Adicional a todo, ni los miembros del CE de Fecode ni de la junta Directiva de la ADE ni de los sindicatos regionales le han dicho toda la verdad al magisterio, ni han hecho autocrítica alguna, ni reconocido su responsabilidad en la situación de crisis de la salud de los maestros. Se han dedicado juiciosamente a encubrir su política equivocada y a señalar que el problema es el Acuerdo 04, cuando ya desde 1989 tenemos privatizado el servicio de salud y abiertos los negocios a costa de la vida de los afiliados.

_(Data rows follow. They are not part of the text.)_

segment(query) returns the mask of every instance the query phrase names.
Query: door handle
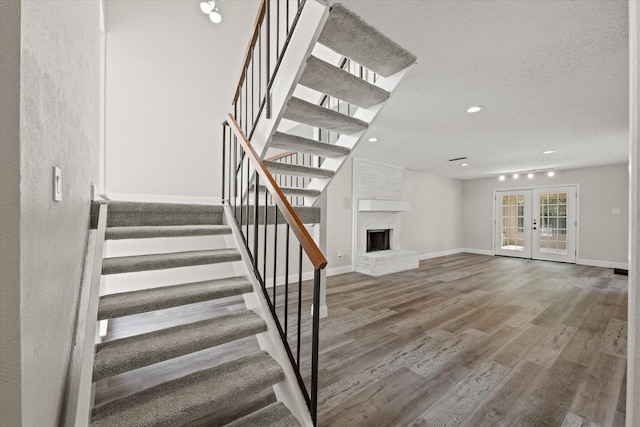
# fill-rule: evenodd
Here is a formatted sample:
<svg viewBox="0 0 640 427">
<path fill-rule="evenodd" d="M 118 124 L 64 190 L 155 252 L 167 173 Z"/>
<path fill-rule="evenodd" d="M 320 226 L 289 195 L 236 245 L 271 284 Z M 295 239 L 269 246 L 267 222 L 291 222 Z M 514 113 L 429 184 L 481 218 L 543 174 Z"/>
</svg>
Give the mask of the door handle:
<svg viewBox="0 0 640 427">
<path fill-rule="evenodd" d="M 537 230 L 537 229 L 538 229 L 538 227 L 531 227 L 531 229 L 532 229 L 532 230 Z"/>
</svg>

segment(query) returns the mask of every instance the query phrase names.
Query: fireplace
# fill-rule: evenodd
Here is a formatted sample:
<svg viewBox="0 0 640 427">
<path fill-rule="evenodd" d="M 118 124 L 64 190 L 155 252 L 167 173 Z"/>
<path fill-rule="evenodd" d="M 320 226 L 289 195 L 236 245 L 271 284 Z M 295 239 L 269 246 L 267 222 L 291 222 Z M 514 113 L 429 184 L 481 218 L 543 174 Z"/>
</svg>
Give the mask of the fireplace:
<svg viewBox="0 0 640 427">
<path fill-rule="evenodd" d="M 389 248 L 391 229 L 367 230 L 367 252 L 386 251 Z"/>
</svg>

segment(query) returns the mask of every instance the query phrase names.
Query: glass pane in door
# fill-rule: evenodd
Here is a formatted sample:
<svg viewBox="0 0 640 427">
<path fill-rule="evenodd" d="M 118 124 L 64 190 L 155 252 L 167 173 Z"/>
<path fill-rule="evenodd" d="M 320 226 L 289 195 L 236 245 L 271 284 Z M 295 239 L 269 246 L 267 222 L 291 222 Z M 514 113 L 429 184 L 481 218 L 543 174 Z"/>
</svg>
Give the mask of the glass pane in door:
<svg viewBox="0 0 640 427">
<path fill-rule="evenodd" d="M 540 194 L 540 247 L 543 254 L 567 255 L 567 193 Z"/>
<path fill-rule="evenodd" d="M 501 248 L 524 251 L 524 195 L 502 196 Z"/>
</svg>

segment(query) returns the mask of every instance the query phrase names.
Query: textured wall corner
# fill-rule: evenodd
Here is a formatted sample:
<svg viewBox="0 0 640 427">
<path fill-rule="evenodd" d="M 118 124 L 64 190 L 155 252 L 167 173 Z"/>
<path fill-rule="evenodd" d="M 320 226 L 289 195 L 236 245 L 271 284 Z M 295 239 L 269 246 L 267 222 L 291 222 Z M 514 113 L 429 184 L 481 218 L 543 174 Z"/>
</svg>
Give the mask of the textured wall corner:
<svg viewBox="0 0 640 427">
<path fill-rule="evenodd" d="M 20 426 L 20 2 L 0 1 L 0 414 Z"/>
<path fill-rule="evenodd" d="M 21 4 L 22 425 L 54 425 L 98 177 L 100 3 Z M 53 166 L 61 202 L 52 199 Z"/>
</svg>

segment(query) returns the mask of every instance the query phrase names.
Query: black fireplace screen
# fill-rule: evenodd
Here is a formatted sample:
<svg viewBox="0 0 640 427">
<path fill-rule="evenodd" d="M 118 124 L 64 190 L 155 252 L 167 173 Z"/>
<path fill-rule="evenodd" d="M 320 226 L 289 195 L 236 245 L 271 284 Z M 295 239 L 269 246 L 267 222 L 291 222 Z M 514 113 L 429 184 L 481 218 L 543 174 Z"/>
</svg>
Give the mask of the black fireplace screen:
<svg viewBox="0 0 640 427">
<path fill-rule="evenodd" d="M 384 251 L 389 249 L 390 229 L 367 230 L 367 252 Z"/>
</svg>

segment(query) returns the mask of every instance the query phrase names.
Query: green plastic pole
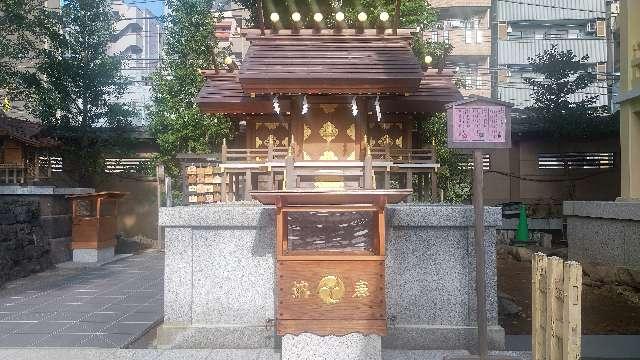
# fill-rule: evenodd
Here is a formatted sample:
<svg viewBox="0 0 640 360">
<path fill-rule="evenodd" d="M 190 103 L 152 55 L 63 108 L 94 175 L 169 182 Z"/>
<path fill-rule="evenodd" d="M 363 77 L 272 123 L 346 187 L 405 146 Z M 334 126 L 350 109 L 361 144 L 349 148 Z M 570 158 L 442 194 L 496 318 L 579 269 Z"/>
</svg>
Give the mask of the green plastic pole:
<svg viewBox="0 0 640 360">
<path fill-rule="evenodd" d="M 526 245 L 529 241 L 529 224 L 527 223 L 527 210 L 524 204 L 520 205 L 520 219 L 516 231 L 516 245 Z"/>
</svg>

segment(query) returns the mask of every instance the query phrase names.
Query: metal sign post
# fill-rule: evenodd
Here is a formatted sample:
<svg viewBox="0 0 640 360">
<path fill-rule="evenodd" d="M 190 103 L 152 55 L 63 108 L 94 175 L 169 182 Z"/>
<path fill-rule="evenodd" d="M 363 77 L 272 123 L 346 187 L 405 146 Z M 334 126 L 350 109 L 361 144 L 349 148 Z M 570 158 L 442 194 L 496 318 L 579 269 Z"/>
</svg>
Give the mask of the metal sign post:
<svg viewBox="0 0 640 360">
<path fill-rule="evenodd" d="M 484 246 L 484 198 L 482 149 L 511 147 L 511 107 L 509 103 L 474 97 L 448 104 L 447 136 L 450 148 L 473 150 L 473 212 L 476 260 L 477 355 L 455 359 L 507 359 L 489 356 L 487 324 L 486 256 Z M 453 358 L 451 358 L 453 359 Z"/>
</svg>

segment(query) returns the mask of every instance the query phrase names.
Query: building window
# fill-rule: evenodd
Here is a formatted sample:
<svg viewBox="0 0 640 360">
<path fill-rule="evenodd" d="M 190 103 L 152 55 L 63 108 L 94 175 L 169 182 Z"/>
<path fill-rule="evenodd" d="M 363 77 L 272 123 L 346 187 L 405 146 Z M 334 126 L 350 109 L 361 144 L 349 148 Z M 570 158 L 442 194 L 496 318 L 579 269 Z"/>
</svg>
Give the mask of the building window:
<svg viewBox="0 0 640 360">
<path fill-rule="evenodd" d="M 473 158 L 469 156 L 469 159 L 460 164 L 460 167 L 466 170 L 473 170 Z M 482 170 L 491 170 L 491 155 L 482 155 Z"/>
<path fill-rule="evenodd" d="M 539 169 L 612 169 L 615 166 L 612 152 L 538 154 Z"/>
</svg>

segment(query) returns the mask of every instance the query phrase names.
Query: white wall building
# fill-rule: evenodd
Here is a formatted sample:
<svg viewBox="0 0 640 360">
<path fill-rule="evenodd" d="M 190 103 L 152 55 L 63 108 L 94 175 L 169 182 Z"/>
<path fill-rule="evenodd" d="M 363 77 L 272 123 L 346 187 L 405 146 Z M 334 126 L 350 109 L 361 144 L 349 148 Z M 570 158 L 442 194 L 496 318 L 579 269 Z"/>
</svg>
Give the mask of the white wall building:
<svg viewBox="0 0 640 360">
<path fill-rule="evenodd" d="M 133 103 L 138 111 L 134 125 L 144 126 L 149 122 L 146 106 L 151 101 L 151 75 L 160 64 L 162 23 L 151 11 L 122 0 L 113 0 L 112 6 L 121 20 L 116 24 L 116 36 L 108 52 L 127 58 L 123 73 L 133 83 L 122 100 Z"/>
</svg>

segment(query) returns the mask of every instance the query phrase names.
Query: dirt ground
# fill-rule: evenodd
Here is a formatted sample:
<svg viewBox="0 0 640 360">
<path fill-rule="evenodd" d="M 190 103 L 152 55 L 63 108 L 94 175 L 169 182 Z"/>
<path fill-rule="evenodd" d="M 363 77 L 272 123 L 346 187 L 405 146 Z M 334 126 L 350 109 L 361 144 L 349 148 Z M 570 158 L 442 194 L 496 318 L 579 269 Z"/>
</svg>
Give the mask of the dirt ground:
<svg viewBox="0 0 640 360">
<path fill-rule="evenodd" d="M 583 286 L 583 334 L 640 334 L 640 302 L 618 293 L 614 286 Z M 511 296 L 522 308 L 518 315 L 500 314 L 508 335 L 531 334 L 531 263 L 498 256 L 498 292 Z"/>
</svg>

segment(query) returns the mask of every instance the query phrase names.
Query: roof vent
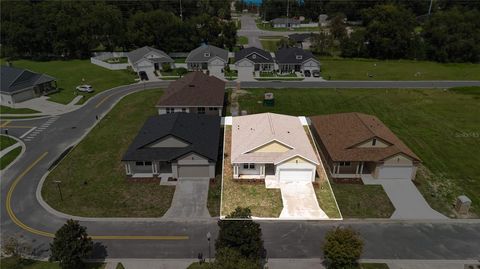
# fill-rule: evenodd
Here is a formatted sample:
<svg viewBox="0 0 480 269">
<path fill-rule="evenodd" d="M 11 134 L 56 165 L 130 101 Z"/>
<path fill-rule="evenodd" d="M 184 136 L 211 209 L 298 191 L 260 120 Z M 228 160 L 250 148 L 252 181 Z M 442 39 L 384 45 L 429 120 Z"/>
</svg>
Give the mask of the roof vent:
<svg viewBox="0 0 480 269">
<path fill-rule="evenodd" d="M 195 84 L 188 84 L 188 87 L 193 88 L 195 87 Z"/>
</svg>

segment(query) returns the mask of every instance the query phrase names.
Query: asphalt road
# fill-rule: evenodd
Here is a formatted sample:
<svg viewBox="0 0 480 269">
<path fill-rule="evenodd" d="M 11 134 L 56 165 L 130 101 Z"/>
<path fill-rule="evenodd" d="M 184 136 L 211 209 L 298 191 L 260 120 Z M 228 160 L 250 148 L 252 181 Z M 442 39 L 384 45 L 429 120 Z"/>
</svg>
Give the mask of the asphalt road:
<svg viewBox="0 0 480 269">
<path fill-rule="evenodd" d="M 96 116 L 101 118 L 123 96 L 167 84 L 136 84 L 100 93 L 82 108 L 59 116 L 31 141 L 26 141 L 25 154 L 2 172 L 2 236 L 22 235 L 37 256 L 48 255 L 52 234 L 66 221 L 66 218 L 46 211 L 36 199 L 37 186 L 50 165 L 66 148 L 89 132 L 97 122 Z M 12 121 L 10 124 L 41 126 L 46 121 L 48 118 Z M 87 226 L 94 241 L 102 245 L 96 247 L 97 257 L 108 258 L 196 258 L 199 252 L 208 253 L 206 233 L 211 232 L 214 237 L 217 234 L 215 219 L 197 222 L 101 219 L 81 223 Z M 345 224 L 261 222 L 270 258 L 320 257 L 325 232 L 334 225 Z M 478 222 L 379 223 L 366 220 L 351 223 L 351 226 L 365 239 L 363 258 L 478 259 L 480 254 Z"/>
<path fill-rule="evenodd" d="M 236 82 L 227 82 L 227 86 L 235 87 Z M 248 81 L 241 82 L 242 88 L 383 88 L 383 89 L 408 89 L 408 88 L 442 88 L 480 86 L 480 81 Z"/>
</svg>

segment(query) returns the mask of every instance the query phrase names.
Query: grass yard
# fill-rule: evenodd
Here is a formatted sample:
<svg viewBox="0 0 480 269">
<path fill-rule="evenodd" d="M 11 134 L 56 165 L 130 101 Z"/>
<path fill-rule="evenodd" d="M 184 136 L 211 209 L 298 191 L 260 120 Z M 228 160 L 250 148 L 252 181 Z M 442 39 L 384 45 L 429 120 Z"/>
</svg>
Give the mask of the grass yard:
<svg viewBox="0 0 480 269">
<path fill-rule="evenodd" d="M 45 180 L 42 196 L 53 208 L 84 217 L 160 217 L 175 187 L 126 180 L 121 158 L 145 120 L 157 112 L 161 90 L 122 99 Z M 62 181 L 64 201 L 55 180 Z"/>
<path fill-rule="evenodd" d="M 60 265 L 54 262 L 36 261 L 16 257 L 2 258 L 0 260 L 0 269 L 60 269 Z M 85 269 L 102 269 L 104 263 L 87 263 Z"/>
<path fill-rule="evenodd" d="M 257 22 L 257 28 L 264 31 L 277 31 L 277 32 L 318 32 L 318 26 L 313 27 L 296 27 L 296 28 L 287 28 L 287 27 L 280 27 L 280 28 L 273 28 L 270 23 L 262 23 Z"/>
<path fill-rule="evenodd" d="M 269 52 L 276 52 L 278 50 L 278 42 L 280 39 L 263 39 L 260 38 L 260 43 L 264 50 Z"/>
<path fill-rule="evenodd" d="M 359 269 L 389 269 L 386 263 L 361 263 Z"/>
<path fill-rule="evenodd" d="M 263 43 L 262 43 L 263 45 Z M 480 64 L 412 60 L 322 58 L 328 80 L 478 80 Z"/>
<path fill-rule="evenodd" d="M 0 150 L 4 150 L 11 145 L 15 145 L 17 143 L 17 140 L 8 137 L 6 135 L 0 135 Z"/>
<path fill-rule="evenodd" d="M 422 159 L 426 169 L 420 169 L 416 183 L 434 209 L 454 217 L 452 203 L 466 194 L 472 199 L 471 211 L 480 216 L 480 87 L 246 91 L 239 103 L 240 110 L 248 114 L 311 116 L 357 111 L 376 115 Z M 274 107 L 262 105 L 265 92 L 273 92 Z M 334 184 L 332 188 L 348 217 L 339 191 L 357 195 L 347 190 L 356 186 Z"/>
<path fill-rule="evenodd" d="M 246 37 L 246 36 L 238 36 L 238 37 L 237 37 L 237 44 L 247 45 L 247 44 L 248 44 L 248 37 Z"/>
<path fill-rule="evenodd" d="M 187 59 L 186 57 L 183 57 L 183 58 L 173 58 L 173 60 L 175 61 L 176 64 L 184 64 L 186 59 Z"/>
<path fill-rule="evenodd" d="M 0 106 L 0 114 L 35 114 L 40 113 L 30 108 L 11 108 L 8 106 Z"/>
<path fill-rule="evenodd" d="M 232 127 L 225 127 L 225 154 L 221 214 L 226 216 L 237 207 L 248 207 L 255 217 L 277 218 L 283 209 L 279 189 L 266 189 L 263 183 L 240 183 L 233 180 L 230 163 Z"/>
<path fill-rule="evenodd" d="M 1 60 L 4 64 L 4 59 Z M 45 73 L 57 79 L 59 92 L 49 95 L 50 100 L 68 104 L 75 98 L 75 88 L 81 84 L 90 84 L 95 92 L 82 93 L 85 102 L 95 94 L 104 90 L 135 82 L 136 76 L 126 70 L 112 71 L 90 63 L 90 60 L 68 61 L 13 61 L 13 66 L 26 68 L 34 72 Z"/>
<path fill-rule="evenodd" d="M 13 162 L 18 157 L 18 155 L 20 155 L 21 152 L 22 152 L 22 147 L 18 146 L 12 149 L 11 151 L 9 151 L 2 158 L 0 158 L 0 170 L 3 170 L 11 162 Z"/>
</svg>

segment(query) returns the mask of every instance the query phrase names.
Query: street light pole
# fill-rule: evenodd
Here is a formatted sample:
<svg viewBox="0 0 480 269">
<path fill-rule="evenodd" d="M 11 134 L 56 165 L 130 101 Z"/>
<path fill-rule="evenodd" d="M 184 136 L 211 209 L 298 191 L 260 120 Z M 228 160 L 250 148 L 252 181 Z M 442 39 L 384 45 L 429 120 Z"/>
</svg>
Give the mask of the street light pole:
<svg viewBox="0 0 480 269">
<path fill-rule="evenodd" d="M 57 184 L 58 192 L 60 193 L 60 200 L 63 202 L 62 189 L 60 188 L 60 183 L 62 182 L 60 180 L 54 180 L 53 183 Z"/>
<path fill-rule="evenodd" d="M 208 241 L 208 262 L 211 263 L 212 262 L 212 252 L 211 252 L 211 247 L 210 247 L 210 238 L 212 237 L 212 235 L 210 234 L 210 232 L 207 233 L 207 241 Z"/>
<path fill-rule="evenodd" d="M 432 4 L 433 0 L 430 0 L 430 7 L 428 8 L 428 15 L 430 16 L 430 13 L 432 12 Z"/>
</svg>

Por un sistema único de salud a cargo del estado
Es imperioso que los maestros exijamos discutir democráticamente en asambleas de base esta gravísima problemática y allí exigir informes certeros, responsabilidades políticas y personales tanto de los dirigentes sindicales como de los gerentes y juntas de vigilancia de las cooperativas de maestros. Es de anotar que la quiebra de Mejorsalud ha afectado notablemente el patrimonio de los maestros en las cooperativas. En el mismo sentido se debe discutir y echar a andar un plan de lucha y de confrontación directa en las calles para exigirle al gobierno nacional que asuma la responsabilidad de la salud de los maestros estatales y sus beneficiarios y que cumpla con los deberes patronales. Al PDA, dirección hegemónica de Fecode, exigirle que coloque las campañas de sus candidatos a cargos de gobierno regional y local, al servicio de la lucha contra el gobierno nacional y su política de privatización.
Al cierre de esta edición recibimos el informe de que la mitad de los beneficiarios afectados por la quiebra de Mejorsalud serán afiliados a Fersalud y la otra mitad a UT Médica del Norte. De cualquier forma la salida no es defender una u otra empresa privada, ni hacer “cogestión” ni involucrar las cooperativas, ni convertir a los sindicatos en cooperativas, sino luchar por un sistema único nacional de salud a cargo del estado.